— Даже так? — подивился Троцкий.
— А почему бы и нет? Получит генеральский чин и булаву походного атамана. Такой вариант у Большого круга есть... Краснов шатается, если еще но сгорел вовсе, так что предполагать можно всякое...
— Н-дэ?
Почтительнейше склонив дородное тело свое к наркому в другой раз, Всеволодов вдруг заметил, кроме золотых запонок на манжетах у Троцкого, еще и маленький, черный железный перстень в форме изящной виноградной веточки на безымянном пальце. Эта изящная чернь как-то не вязалась с ясным золотом запонок и золотыми коронками в оскале Троцкого. К тому же Всеволодов вспомнил, очень некстати, что подобные перстни-печатки что-то собой выражали, какую-то принадлежность их хозяев, но какую именно — вспомнить было трудно.

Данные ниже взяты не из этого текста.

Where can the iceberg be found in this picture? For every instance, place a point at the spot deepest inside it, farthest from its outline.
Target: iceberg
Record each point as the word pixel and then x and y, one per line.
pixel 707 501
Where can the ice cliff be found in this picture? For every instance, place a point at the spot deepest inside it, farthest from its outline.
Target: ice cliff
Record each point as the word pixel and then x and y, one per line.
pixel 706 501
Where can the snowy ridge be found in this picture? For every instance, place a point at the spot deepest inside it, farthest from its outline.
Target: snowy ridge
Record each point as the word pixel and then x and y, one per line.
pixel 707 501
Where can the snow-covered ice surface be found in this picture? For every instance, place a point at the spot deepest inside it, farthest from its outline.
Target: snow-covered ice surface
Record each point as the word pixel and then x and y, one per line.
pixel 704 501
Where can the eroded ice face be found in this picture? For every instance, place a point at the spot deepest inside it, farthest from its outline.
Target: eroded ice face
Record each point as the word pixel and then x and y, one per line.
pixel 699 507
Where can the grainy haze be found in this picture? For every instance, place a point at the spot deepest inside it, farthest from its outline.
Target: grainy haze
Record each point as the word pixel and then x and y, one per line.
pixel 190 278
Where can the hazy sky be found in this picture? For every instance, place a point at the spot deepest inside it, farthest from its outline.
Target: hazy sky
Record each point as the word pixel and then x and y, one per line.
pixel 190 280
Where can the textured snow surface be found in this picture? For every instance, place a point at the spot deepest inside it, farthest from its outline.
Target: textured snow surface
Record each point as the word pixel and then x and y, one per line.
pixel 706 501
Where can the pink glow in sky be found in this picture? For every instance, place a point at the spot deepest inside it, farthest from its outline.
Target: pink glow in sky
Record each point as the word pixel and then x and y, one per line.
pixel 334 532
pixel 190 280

Все же Всеволодов был не антиквар, не нумизмат, даже не филателист, чтобы разбираться в подобных тонкостях. Он был всего-навсего военный. Мелькнула мысль, что подобный железный перстень, кажется, предпочитали всем другим члены какой-то масонской ложи, весьма отдаленной от социал-демократии и большевизма, в частности, такой знак как бы и не подходил товарищу Троцкому... Но — в жизни и не такое приходилось встречать. Да и раздумывать на эту тему было недосуг — момент был очень острый.
— У нас неплохо работает контрразведка, товарищ Троцкий. Смею заверить! Так вот, товарищ Ходоровский лично позвонил Миронову в Морозовскую, чтобы он отвел войска на сто верст, дабы подтянуть тылы и войти в соприкосновение с соседями — 8-й и 10-й армиями, которые отстают от него на целую неделю переходов. И что бы вы думали? Миронов даже засмеялся по телефону. Говорит: враг-де полностью деморализован, было бы преступлением перед революцией задержать преследование даже на один час!
— Может, это так и есть? — позабавился Троцкий.
— Очень зыбок этот прорыв. Я даже хотел приказом удержать Ударную группу, но было бы нелогично: Миронов только что получил серебряную шашку и золотые часы из рук товарища Сокольникова. Был приказ командарма Княгницкого.
— Тогда, может быть, позволить все же ему взять Новочеркасск*?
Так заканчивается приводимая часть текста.